# HELP Praktica MTL3 noob!



## 05thomcr (Feb 24, 2011)

hi there, ive recently been using my Praktica MTL3, still in fine working order, but I am looking for some accessories to keep my camera safe and to take better pictures.

Does anyone know of any flashguns or flash units which fit the MTL3 model, not too expensive and easy to use?

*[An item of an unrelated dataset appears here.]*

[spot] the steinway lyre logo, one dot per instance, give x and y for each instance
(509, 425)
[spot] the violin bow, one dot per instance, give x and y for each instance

Also, any ideas for a good SLR case for the MTL3, preferably ready-to-shoot?
Thanks so much for all your help, 05thomcr


----------



## dxqcanada (Feb 27, 2011)

It appears that that camera was before the invention of TTL metering ... so any cheapo flash that will fit in the shoe will do.
All the flash needs is the centre pin.

You just have to learn how to use Guide Numbers.
Flash Guide Number

There are flashes with a thyristor ... auto exposure that is controlled by the flash ... that you will often see.

Praktica MTL 3 manual


----------



## PASM (Feb 27, 2011)

05thomcr said:


> Also, any ideas for a good SLR case for the MTL3, preferably ready-to-shoot?
> Thanks so much for all your help, 05thomcr



Any generic, 1970's Pentacon SLR case..and maybe Zenit also.


----------



## timor (Mar 2, 2011)

Case has to be for L series of Prakticas. Zenit wont fit for shure (is narrower and toller)


----------



## 05thomcr (Apr 4, 2011)

sorry been away for a few weeks, thanks so much for your help everyone, the mtl3 is working well and i hope to find a suitable case and flash based on your advice!

thanks again


----------